A grant of $220,537 allowed BAMPFA to digitize 437 analog videos related to three TVTV projects: the two convention docs and Gerald Ford’s America, which shows the videomakers embedded in another spectacle, the first hundred days of Ford’s presidency after Nixon’s 1974 resignation. The grant also paid for scanning and photographing thousands of pages of paperwork, press clippings, scrapbooks and other TVTV ephemera.
It’s the culmination (in part) of a project that traces its roots back to a 2004 Ant Farm retrospective at BAMPFA, co-organized by then-video curator Steve Seid. (The Ant Farm and TVTV collectives shared members.) I specify “in part” because according to Michael Campos-Quinn, director of library special projects at BAMPFA’s Film Library and Study Center, this digitization project is “just the tip of the iceberg.” They actually have thousands of TVTV tapes, not to mention the work of other Bay Area video collectives.

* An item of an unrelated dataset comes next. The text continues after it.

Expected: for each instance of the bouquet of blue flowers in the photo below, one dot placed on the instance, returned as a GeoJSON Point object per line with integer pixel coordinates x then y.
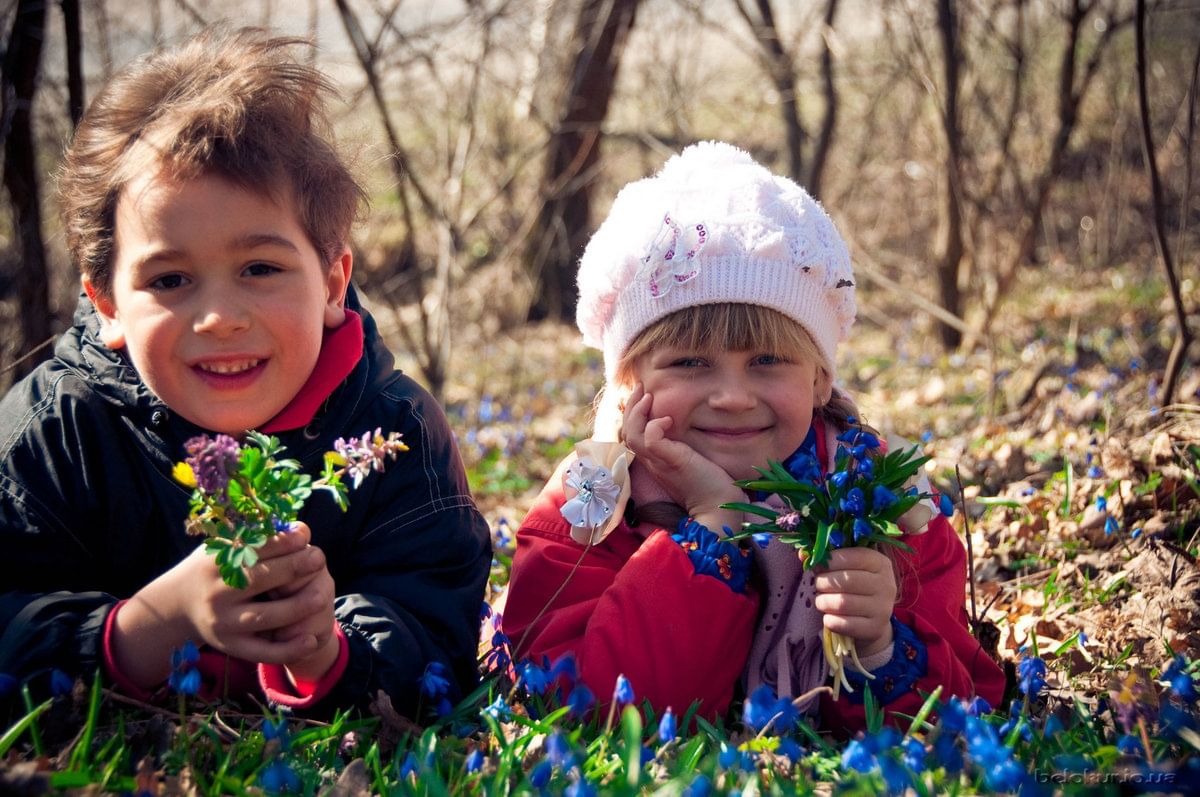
{"type": "Point", "coordinates": [245, 493]}
{"type": "Point", "coordinates": [859, 503]}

“It’s so incredibly expensive to digitize the kind of tape that these are on,” Campos-Quinn explains. The videos are on half-inch open-reel tapes, one of the first portable videotape formats available to consumers in the late ’60s. With (relatively light) equipment like the Sony Portapak, guerrilla video groups could move nimbly through crowds, and produce media for a fraction of what the major networks spent covering the same event.